I sleep alone, most of the time. And, mostly, that’s okay.
I love feeling him curl up behind me, as he fits the length of his body to mine and I sink back into him. It’s one of my favorite things.
“You’re just so soft,” he whispered to me once, many months ago. At the time, I took “soft” to heart. I took soft to mean fat. I took soft to mean a bad thing.
But I am soft. I am round and plush. I am full and lush and abundant. And fat is just a word. I’m the one who attaches meaning to it. I’m the one who internalizes it as either a character judgement or simply, a descriptor. I’m a plump, middle-aged goddess.
I can work with that.
Oddly, I sat down this morning to write about sleeping alone, both the good and the bad, but sometimes words and thoughts veer in other directions. As I lay in bed last night, exhausted but awake for hours, I wrote essay after essay in my head. They were brilliant, funny, profound. (And I don’t remember any of them.) Intermittent insomnia comes with the territory when you’ve worked nights for so many years. It was frustratingly lovely, to have so many quiet dark hours to myself. I looked at my phone. I daydreamed about sex, and writing, and public speaking. I got up and ate a fish taco. Finally I fell asleep, and dreamed of swimming pools and marble columns.

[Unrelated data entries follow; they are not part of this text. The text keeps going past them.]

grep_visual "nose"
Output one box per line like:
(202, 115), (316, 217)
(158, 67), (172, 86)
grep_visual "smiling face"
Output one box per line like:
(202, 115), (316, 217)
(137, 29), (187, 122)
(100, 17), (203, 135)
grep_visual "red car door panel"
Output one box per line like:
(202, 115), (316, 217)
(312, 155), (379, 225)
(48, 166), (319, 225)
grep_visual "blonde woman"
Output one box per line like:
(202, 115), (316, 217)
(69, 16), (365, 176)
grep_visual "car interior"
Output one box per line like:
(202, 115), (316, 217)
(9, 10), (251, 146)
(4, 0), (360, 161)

The morning came quickly, with children and puppies needing love. I don’t want to go back to bed, but I may have to, in order to function later today. They say that working night shift shortens your life. I’m not sure how anyone can determine that, but it sure feels like I am absent sometimes, when I’m necessarily sleeping when the rest of the world is awake and the sun is bright.